GCC optimization flags for Erlang/OTP compilation - performance vs safety

Hi Folks,

I’m compiling Erlang/OTP (28+) from source on Linux using these GCC flags: -O2 -march=native -fomit-frame-pointer -funroll-loops

Looking for community guidance on:

  1. Which additional optimization flags are safe to use for maximum performance? I’ve avoided -O3 due to concerns about potential instability, but wondering if that’s overly cautious for Erlang.
  2. Are any of my current flags considered problematic for production Erlang systems?
  3. For Docker deployments where portability matters, what’s the recommended approach instead of -march=native while still maintaining good performance?

Would appreciate any insights from your production experiences with optimized Erlang builds.

Thanks,

2 Likes

I’ve never heard of -O3 causing instability before. Could you please attach your source for this?

@Benjamin-Philip The -O3 compilation flag frequently underperforms compared to widespread
expectations and also tends to generate larger object files.

This issue is not new and is well-documented across the software development
community: Ubuntu Provides More Insight Into Their Decision Not To “-O3” Optimize All Packages

Even the Linux kernel, one of the most performance-critical codebases in
existence, explicitly uses -O2 as its default optimization level rather than
-O3. This can be seen directly in the official Linux kernel Makefile
where CONFIG_CC_OPTIMIZE_FOR_PERFORMANCE sets KBUILD_CFLAGS += -O2.

Linus (Torvalds) has explicitly rejected attempts to use -O3 in the kernel,
citing concerns about compiler bugs and lack of performance benefits. As one
kernel documentation source notes: “This is the default optimization level for
the kernel, building with the -O2 compiler flag for best performance and
most helpful compile-time warnings.”

Hence my original question.

1 Like
  1. Note that the Erlang/OTP build itself enables -O3 for select files, in particular the BEAM emulator beam_emu.c. (I haven’t checked if that’s changed with JIT.) -O3 has historically been problematic because it enabled auto-vectorization which has had a number of bugs. However some of that is enabled even at -O2 these days.
  2. -march=native is problematic if build and run hosts aren’t exactly the same. You may even run into problems on big.LITTLE systems unless the two sets of cores have identical feature sets.

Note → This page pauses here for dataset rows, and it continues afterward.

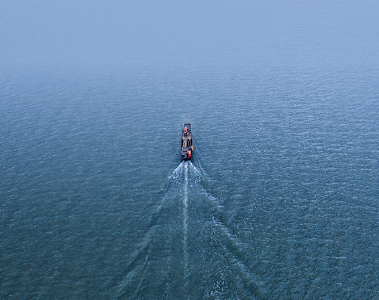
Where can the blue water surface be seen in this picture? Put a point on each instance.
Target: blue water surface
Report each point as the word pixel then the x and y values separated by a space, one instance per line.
pixel 279 202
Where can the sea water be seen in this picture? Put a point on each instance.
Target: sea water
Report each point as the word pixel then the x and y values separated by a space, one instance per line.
pixel 280 200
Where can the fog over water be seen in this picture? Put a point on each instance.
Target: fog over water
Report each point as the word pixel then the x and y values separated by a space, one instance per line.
pixel 189 32
pixel 280 200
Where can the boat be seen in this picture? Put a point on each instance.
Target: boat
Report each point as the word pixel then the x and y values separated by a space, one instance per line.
pixel 187 147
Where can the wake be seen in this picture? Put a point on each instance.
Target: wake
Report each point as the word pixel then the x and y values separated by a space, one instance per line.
pixel 187 251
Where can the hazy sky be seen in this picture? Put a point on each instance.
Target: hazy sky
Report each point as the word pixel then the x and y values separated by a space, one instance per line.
pixel 265 32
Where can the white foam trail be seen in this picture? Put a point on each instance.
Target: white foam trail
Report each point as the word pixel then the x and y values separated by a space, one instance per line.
pixel 185 223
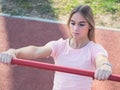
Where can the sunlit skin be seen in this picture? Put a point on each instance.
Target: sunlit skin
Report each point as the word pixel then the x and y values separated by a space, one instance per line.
pixel 79 28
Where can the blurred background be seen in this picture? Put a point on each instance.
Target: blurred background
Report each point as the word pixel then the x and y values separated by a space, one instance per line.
pixel 107 12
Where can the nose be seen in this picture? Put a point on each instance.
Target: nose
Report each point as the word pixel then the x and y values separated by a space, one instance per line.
pixel 76 28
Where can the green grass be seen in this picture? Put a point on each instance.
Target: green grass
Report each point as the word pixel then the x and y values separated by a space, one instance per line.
pixel 60 7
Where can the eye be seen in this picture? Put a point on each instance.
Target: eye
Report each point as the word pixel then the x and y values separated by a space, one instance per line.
pixel 72 23
pixel 81 24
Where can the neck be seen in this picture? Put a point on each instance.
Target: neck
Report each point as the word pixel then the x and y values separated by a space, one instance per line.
pixel 74 43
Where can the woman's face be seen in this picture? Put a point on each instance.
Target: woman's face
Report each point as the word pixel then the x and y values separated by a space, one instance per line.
pixel 79 27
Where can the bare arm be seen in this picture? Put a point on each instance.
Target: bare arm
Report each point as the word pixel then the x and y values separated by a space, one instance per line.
pixel 101 60
pixel 33 52
pixel 104 68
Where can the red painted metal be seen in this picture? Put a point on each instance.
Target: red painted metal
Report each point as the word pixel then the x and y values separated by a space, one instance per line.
pixel 47 66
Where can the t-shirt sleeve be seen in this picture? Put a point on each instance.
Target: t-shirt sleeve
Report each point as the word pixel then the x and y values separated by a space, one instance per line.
pixel 55 46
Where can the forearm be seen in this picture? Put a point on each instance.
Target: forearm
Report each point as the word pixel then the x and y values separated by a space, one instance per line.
pixel 26 52
pixel 102 60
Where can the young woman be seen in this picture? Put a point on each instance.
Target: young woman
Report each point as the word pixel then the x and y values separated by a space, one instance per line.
pixel 78 51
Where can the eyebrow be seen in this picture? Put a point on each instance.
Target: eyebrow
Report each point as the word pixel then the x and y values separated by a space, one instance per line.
pixel 79 22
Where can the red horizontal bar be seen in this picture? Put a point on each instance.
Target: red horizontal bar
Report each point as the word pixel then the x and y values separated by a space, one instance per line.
pixel 53 67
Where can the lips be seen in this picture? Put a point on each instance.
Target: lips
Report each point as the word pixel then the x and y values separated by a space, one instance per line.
pixel 75 33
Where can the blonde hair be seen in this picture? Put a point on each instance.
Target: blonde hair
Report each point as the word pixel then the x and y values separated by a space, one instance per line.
pixel 87 13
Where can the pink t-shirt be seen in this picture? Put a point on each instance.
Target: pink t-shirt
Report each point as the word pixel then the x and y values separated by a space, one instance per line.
pixel 83 58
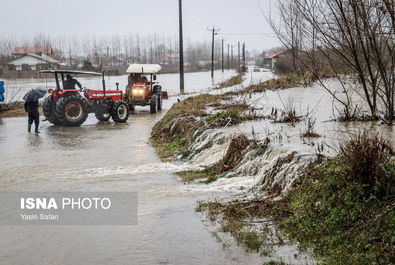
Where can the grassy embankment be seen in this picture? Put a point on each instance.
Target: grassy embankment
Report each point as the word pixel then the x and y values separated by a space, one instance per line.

We use rpmbuild’s defaults, currently AL2023 but previously AL2 and generations of CentOS.

3 Likes

Some other flags to consider:

  • if -march=native is too restrictive, usually you can find a combination of -march and -mtune that will allow you to compile for processors newer than from the 90s, to take advantage of newer features
  • -fdata-sections and -ffunction-sections combined with the linker flag -Wl,–gc-sections can shrink the size of the binary quite a bit by removing unused stuff
  • Finally, there’s various flavours of LTO, PGO, and BOLT that combined can give really nice wins, but usually involve some more complex setup
3 Likes